Astonishingly, the book hasn't even been signed yet but the seller clearly indicates he/she will turn up to the Cheltenham Literary Festival at the beginning of October to get a dedication before it is put it the post to the lucky buyer. The book is apparently a "big novel about a small and seemingly idyllic English town with an uncertain future".

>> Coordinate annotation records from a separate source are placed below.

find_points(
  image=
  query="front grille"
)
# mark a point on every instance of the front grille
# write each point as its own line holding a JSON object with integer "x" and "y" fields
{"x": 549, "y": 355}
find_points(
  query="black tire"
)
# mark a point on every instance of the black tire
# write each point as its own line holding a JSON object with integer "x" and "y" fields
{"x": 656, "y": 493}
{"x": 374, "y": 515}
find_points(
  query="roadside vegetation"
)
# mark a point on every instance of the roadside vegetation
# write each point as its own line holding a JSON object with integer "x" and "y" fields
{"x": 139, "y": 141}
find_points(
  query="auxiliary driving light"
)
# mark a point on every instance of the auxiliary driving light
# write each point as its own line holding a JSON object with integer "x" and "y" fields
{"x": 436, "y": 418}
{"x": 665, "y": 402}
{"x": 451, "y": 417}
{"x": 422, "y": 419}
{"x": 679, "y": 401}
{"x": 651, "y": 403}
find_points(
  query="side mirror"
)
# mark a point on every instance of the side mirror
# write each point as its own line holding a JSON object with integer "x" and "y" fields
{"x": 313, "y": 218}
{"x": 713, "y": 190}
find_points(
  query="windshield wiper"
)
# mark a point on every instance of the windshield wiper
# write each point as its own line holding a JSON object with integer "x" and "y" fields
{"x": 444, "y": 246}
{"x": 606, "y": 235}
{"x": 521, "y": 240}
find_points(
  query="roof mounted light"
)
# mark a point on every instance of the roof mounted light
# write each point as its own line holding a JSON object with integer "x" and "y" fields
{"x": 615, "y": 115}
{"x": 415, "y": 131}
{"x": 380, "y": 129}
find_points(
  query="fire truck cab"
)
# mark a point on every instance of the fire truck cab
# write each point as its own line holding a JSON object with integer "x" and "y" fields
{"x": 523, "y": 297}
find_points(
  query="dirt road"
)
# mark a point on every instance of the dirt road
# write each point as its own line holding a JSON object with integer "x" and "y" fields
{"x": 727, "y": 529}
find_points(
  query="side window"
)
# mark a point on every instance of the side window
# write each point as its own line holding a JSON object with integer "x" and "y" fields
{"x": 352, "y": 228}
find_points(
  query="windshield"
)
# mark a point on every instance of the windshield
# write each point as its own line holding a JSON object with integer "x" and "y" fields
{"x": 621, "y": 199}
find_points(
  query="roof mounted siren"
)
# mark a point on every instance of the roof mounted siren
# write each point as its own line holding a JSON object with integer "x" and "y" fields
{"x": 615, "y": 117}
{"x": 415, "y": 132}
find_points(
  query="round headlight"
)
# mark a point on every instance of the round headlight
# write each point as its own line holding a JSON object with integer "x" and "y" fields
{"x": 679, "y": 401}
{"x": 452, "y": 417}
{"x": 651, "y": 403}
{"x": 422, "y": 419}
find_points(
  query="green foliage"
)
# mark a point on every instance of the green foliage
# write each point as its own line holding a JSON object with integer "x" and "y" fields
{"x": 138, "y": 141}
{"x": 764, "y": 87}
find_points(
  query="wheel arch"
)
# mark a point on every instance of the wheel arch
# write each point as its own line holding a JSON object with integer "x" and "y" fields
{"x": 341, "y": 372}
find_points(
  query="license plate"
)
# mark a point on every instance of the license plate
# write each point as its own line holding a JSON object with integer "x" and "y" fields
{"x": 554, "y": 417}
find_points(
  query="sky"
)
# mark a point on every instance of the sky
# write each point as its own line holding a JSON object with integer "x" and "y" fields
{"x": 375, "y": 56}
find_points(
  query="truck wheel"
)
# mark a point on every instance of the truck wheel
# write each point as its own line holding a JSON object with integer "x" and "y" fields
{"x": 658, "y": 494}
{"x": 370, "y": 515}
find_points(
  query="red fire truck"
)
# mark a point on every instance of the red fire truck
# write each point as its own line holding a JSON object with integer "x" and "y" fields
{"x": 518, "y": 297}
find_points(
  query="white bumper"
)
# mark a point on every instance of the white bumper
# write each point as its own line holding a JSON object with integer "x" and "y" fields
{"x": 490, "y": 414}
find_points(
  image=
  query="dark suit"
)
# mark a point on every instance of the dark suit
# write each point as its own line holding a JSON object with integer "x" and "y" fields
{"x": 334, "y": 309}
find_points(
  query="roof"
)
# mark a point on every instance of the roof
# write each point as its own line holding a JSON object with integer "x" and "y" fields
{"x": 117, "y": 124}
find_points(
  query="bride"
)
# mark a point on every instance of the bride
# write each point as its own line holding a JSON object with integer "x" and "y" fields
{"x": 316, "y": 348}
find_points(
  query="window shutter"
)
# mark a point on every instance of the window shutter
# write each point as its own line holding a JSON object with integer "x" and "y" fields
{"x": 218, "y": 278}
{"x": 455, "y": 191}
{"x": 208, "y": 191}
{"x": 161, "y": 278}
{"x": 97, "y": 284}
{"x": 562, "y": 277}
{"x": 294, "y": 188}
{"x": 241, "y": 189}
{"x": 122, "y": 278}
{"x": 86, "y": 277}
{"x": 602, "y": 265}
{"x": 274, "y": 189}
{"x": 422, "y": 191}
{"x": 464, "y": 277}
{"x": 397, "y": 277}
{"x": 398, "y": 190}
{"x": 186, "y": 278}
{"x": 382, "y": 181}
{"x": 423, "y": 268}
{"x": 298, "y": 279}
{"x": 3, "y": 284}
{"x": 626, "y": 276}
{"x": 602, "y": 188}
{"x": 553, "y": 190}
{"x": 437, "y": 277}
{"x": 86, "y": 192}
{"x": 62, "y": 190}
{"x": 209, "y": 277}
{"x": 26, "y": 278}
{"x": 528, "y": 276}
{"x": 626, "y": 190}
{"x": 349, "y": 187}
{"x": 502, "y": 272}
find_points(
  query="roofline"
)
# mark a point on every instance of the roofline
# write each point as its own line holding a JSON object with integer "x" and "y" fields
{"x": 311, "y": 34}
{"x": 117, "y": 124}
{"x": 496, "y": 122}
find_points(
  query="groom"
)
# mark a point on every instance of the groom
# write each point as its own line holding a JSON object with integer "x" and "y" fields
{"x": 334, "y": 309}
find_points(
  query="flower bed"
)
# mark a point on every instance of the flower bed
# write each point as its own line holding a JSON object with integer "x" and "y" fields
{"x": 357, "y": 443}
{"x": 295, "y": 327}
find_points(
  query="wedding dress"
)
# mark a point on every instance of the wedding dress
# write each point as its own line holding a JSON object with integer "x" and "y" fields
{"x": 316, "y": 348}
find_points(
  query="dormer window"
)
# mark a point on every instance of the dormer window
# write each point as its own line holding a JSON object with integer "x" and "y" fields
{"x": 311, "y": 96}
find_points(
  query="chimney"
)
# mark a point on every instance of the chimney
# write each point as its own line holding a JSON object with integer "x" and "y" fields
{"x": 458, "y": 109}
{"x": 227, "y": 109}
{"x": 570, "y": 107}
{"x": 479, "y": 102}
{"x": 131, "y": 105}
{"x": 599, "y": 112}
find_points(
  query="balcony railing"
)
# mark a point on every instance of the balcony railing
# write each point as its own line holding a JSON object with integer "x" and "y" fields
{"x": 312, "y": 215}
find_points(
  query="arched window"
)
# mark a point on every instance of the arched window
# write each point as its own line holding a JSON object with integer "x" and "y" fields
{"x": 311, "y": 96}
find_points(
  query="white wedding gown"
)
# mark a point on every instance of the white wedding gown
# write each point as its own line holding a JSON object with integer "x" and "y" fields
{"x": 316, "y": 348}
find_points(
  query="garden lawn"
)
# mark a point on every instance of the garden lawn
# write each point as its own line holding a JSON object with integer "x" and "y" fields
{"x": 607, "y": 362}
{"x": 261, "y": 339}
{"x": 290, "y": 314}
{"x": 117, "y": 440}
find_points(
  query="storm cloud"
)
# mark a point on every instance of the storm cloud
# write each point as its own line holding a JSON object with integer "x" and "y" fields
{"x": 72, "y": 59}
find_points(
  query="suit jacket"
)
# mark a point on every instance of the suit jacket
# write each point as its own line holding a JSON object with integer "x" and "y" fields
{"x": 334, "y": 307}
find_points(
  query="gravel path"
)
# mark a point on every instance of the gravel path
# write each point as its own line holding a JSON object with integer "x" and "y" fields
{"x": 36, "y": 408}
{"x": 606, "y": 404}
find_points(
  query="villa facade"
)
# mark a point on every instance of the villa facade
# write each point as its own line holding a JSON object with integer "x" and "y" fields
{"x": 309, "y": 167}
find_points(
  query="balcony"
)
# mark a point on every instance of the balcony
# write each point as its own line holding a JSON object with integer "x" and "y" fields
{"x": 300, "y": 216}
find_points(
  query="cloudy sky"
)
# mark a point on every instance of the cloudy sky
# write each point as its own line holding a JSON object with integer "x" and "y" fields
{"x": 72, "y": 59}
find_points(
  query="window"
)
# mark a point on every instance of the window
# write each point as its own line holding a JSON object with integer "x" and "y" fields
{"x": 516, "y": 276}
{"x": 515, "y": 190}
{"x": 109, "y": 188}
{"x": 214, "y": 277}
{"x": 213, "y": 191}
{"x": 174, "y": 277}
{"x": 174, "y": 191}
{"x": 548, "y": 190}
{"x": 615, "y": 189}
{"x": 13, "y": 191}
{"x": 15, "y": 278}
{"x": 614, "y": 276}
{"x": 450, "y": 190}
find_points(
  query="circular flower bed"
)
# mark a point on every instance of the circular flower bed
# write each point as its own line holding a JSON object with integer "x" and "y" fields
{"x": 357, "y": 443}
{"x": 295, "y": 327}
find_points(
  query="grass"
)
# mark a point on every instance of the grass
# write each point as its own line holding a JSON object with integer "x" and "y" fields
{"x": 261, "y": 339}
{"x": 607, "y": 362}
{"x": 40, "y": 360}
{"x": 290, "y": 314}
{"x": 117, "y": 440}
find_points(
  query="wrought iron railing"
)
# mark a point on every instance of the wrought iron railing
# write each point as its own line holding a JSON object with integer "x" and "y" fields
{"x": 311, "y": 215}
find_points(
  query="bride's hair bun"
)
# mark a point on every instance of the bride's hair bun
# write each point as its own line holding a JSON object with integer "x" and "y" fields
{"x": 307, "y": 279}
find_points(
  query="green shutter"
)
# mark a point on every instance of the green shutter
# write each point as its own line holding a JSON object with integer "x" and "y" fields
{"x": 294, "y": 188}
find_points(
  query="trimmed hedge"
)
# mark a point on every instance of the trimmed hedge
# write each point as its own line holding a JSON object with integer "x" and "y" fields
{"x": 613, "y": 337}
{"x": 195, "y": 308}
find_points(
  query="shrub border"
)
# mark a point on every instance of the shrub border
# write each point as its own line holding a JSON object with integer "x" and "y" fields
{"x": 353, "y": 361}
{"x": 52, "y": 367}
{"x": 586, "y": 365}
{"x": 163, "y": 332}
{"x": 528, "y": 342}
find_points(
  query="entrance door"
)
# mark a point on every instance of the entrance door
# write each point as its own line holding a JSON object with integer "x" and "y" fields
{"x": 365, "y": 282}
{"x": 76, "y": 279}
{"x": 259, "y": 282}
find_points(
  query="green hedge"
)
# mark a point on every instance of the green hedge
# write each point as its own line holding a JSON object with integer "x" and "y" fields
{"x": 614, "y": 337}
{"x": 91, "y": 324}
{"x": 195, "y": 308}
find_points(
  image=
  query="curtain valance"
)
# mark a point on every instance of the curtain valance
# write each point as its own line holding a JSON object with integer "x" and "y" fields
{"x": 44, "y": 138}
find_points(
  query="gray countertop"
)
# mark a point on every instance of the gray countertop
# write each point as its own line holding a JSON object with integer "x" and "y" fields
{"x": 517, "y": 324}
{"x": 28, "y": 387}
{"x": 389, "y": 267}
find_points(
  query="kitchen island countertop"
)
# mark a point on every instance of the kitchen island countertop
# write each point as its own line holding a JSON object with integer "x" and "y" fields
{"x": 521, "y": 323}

Lauper releases a memoir, and as for Beth … ditto
If you like renegade pop divas, two of the best are putting out memoirs: Beth Ditto and Cyndi Lauper, right. They will no doubt be as unpretentious as we expect them to be. Ditto, who has called hers Coal Into Diamonds, notes: "This is my story – growing up feeling like you are on the margins of society and struggling to find your place.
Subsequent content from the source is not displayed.